I don't have a problem with most of the actual events of the movie like the attack on the mansion, the twist with the Mandarin, destroying his suits, getting the shrapnel removed, I'm totally fine with all of that. The whole movie was hinged on Stark's emotional trauma after the events of The Avengers and I have to say, speaking as the child of a former soldier with deep psychological and physical trauma that affected him his entire life (and not inconsequentially affected the lives of those around him), this story was very welcome for me. There's this deep-set aversion in American society to acknowledge this type of problem in former military, or even just for men in general to admit to emotional problems like this, and that aversion alone can compound the issues. It can lead to feelings of inadequacy, weakness, loss of masculinity, emotional isolation, emotional repression, and can keep them from seeking help or feeling comfortable opening up about it to anyone or even admitting they have a problem. Things are probably a bit better now than they were for my dad's generation but it's still an issue. Seeing Stark not only dealing with possible PTSD but being able to take the initiative to admit that he's having a problem to someone-- Pepper, Banner in the voice over narration and the end cut scene-- without suffering a terrible loss of pride or feeling of masculinity, even gaining something from the experience, was enormously positive. A superhero, the most popular one in Marvel's current movie franchises, doing this during a time when there are so many younger veterans living in or returning to the US was honestly moving to me; I'm hopeful that with things like this there will be more people seeking help and more help available to them. But I'm starting to digress.

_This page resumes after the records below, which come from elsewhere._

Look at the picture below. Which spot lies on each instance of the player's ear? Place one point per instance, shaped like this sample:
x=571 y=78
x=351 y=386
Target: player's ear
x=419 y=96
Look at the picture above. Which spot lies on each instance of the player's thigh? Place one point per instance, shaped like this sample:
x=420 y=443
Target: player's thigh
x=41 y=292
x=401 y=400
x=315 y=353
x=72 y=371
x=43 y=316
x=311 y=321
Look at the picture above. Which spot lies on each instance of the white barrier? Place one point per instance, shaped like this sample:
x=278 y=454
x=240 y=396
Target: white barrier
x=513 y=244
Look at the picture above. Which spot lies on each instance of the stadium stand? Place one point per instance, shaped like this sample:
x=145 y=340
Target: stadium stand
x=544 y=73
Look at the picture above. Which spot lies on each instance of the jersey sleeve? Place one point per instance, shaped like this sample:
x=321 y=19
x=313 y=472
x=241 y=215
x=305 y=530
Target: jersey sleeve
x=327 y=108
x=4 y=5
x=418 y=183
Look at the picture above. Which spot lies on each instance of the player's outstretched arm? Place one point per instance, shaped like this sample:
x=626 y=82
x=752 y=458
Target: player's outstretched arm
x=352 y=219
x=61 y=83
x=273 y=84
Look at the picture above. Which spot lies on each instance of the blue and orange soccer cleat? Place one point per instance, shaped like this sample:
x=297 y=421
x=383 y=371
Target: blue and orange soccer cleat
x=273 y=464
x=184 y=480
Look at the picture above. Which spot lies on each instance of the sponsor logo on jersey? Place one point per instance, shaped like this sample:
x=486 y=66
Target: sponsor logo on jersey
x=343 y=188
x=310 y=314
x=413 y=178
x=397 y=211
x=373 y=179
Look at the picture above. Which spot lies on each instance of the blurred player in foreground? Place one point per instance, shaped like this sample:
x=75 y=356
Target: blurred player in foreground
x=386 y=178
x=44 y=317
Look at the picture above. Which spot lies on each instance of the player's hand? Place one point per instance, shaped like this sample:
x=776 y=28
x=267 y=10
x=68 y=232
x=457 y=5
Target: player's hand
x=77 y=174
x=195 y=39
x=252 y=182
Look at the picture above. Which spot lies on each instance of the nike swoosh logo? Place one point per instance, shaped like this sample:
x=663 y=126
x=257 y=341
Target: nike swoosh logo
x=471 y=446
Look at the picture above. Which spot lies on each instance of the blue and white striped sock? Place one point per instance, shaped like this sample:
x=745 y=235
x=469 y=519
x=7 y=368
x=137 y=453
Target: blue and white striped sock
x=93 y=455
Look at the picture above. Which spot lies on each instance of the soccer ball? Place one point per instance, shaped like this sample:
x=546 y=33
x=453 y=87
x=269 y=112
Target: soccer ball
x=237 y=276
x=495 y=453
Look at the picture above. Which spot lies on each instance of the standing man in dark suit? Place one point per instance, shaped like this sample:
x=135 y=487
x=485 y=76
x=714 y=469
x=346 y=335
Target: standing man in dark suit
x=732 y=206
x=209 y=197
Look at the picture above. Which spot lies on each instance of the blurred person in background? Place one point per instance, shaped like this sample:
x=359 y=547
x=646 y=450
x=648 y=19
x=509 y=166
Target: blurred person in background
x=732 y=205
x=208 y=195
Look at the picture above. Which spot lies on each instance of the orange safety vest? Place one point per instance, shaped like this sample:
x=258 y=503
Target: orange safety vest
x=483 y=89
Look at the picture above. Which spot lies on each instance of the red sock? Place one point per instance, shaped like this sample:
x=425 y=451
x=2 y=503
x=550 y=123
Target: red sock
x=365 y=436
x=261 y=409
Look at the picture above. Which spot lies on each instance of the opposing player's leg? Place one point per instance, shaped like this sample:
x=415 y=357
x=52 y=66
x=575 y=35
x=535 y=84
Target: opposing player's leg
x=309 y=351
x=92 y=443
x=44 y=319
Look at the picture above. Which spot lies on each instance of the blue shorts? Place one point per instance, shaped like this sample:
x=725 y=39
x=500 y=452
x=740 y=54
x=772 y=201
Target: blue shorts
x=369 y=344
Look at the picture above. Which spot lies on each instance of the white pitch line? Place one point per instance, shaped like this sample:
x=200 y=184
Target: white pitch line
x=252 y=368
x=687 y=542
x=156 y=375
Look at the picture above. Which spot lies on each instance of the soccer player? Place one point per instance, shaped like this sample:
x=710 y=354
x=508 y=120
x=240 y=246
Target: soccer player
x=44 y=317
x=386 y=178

So back to Stark's trauma, here's the downside of this all-encompassing viewpoint: everything else in the film like the villains and Stark's supporting cast also seem to exist to serve Tony's emotional arc more than their own stories. I'm not sure that they even have their own stories here. Up until around the climax this isn't too big of a problem but then suddenly there's a villain about to execute the US President for very unspecified reasons; Rhodey is there basically as more of a plot device for the suit than much else, even if he does get some nice action hero moments (these are not substitutes for actual character development or emotional catharsis); Pepper is the damsel in distress until the moment where she is suddenly a superpowered "badass" (actually the least badass Pepper has been in all three movies) which rings emotionally false because there's no need for it-- Pepper's story gains nothing from this experience and it's so antithetical to what actually makes her strong that it robs the villain's defeat of actual catharsis; Happy seems to exist primarily as a catalyst to get Tony on the bad guy's radar-- not that he's ever been terribly crucial to anything beyond comic relief but he just felt more like a plot device than anything.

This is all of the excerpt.